One use of tags is as a tool to add metadata to something, for example, a webpage or an instance of multimedia, such as an image. Metadata, defined as data about data, adds description to an item that is maintained separately from the item, but is linked to it. With a photograph, for example, metadata tags can identify the location where the photograph was taken, the photographer, the camera and lens used, the time of day, the identity of people and/or buildings in the photograph, etc. Metadata is also useful for locating and sorting items. A triple tag, also known as a machine tag, is a specialized type of tag that was first created in 2004 for Geolicious™ subsequently adopted by Mappr™ and GeoBloggers™, and was dubbed machine tag in January of 2007 when it was officially adopted by Flickr®.
A triple tag has a defined syntax and three elements, hence the name triple tag. The generic form looks like this:
Namespace:predicate=value
The namespace defines the realm of the tag. The predicate is a property of the namespace. And the value is a particular example of that property in that namespace.
One common use is to identify location, sometimes called geotagging. Geotagging looks like this, with the appropriate number substituted for the parenthesis:
geo:lat=(number)
geo:long=(number)
The number can be positive or negative, in which case a dash/minus sign precedes it.

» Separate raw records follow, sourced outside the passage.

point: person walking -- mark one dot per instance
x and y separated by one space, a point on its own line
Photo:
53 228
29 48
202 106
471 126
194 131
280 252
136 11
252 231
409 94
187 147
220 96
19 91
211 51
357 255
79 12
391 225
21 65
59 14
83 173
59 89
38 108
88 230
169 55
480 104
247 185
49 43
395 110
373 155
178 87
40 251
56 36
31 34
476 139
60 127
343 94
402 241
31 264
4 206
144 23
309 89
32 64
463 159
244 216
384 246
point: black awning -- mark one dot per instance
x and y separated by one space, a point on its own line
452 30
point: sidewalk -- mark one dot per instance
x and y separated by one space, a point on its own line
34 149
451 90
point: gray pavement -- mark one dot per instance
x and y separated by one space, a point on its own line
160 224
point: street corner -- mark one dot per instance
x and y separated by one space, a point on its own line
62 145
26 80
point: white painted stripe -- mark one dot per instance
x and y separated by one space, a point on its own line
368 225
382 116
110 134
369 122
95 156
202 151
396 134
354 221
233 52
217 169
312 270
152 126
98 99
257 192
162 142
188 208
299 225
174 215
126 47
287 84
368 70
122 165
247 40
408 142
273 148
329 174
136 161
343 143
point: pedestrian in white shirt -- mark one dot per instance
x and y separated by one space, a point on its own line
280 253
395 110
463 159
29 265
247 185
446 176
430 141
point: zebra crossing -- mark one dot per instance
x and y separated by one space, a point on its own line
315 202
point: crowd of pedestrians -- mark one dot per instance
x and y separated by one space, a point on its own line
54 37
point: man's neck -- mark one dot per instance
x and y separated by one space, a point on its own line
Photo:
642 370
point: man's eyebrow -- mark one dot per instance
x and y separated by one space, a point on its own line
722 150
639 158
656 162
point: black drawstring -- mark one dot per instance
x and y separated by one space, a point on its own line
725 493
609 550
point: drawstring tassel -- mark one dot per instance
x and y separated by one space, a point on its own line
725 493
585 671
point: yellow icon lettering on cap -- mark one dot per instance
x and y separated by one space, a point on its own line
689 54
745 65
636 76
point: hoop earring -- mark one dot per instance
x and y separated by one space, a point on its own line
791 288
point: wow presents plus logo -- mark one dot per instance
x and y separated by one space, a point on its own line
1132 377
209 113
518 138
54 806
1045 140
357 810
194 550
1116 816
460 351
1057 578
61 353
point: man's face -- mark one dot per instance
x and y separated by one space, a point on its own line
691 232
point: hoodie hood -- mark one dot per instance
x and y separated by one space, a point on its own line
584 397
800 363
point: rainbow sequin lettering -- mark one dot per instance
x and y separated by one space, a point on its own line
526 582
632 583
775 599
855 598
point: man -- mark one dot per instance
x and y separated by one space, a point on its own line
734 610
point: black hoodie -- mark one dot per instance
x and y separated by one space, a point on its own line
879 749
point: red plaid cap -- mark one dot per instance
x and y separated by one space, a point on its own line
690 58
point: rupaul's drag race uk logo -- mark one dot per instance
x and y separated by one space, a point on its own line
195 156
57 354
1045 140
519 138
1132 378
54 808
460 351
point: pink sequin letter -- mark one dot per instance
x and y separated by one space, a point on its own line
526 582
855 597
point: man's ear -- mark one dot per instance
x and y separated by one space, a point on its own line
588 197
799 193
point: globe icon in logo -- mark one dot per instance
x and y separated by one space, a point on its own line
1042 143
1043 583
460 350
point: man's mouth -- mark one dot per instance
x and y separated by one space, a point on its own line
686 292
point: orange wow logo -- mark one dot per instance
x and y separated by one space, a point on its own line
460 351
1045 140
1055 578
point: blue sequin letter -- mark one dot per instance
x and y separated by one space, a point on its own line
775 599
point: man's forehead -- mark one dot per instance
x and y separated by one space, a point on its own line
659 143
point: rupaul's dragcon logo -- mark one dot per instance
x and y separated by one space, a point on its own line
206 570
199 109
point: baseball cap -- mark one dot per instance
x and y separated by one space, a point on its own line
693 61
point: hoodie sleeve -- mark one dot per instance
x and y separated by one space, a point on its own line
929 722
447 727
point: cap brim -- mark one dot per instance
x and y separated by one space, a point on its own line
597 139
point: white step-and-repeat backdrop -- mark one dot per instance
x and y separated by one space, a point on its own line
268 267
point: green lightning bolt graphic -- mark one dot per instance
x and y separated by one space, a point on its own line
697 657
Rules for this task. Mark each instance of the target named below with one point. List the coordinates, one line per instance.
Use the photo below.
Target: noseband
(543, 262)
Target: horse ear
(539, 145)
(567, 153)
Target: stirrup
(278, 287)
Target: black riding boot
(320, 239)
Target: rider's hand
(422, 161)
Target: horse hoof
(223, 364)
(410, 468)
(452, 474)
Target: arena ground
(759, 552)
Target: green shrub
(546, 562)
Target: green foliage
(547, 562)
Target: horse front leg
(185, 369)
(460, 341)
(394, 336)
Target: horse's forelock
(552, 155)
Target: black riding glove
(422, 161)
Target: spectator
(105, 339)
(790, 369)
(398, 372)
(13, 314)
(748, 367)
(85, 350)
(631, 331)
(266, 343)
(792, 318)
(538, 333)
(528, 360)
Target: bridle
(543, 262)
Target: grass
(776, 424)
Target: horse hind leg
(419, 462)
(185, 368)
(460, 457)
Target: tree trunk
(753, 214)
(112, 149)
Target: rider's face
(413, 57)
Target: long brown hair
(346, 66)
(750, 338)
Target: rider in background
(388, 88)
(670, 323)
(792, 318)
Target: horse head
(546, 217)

Because the triple tag system is evolving as a folksonomy — in which individuals evolve tags as needed, as opposed to being instituted as a hierarchy, in which a standardized set of tags is set-up and shared for consistency — tags with the same meaning may use synonyms, rather than the same terms, while different taggers might also use the same term but with different meanings. The character definitions do seem to be consistent, however. The namespace and predicate, which are case-insensitive, must each begin with a letter a–z. The following characters can be a–z, 0–9, and underscores. Values are allowed to contain any value that a “plain vanilla” tag uses, but if spaces are included, the value must be wrapped in quotation marks.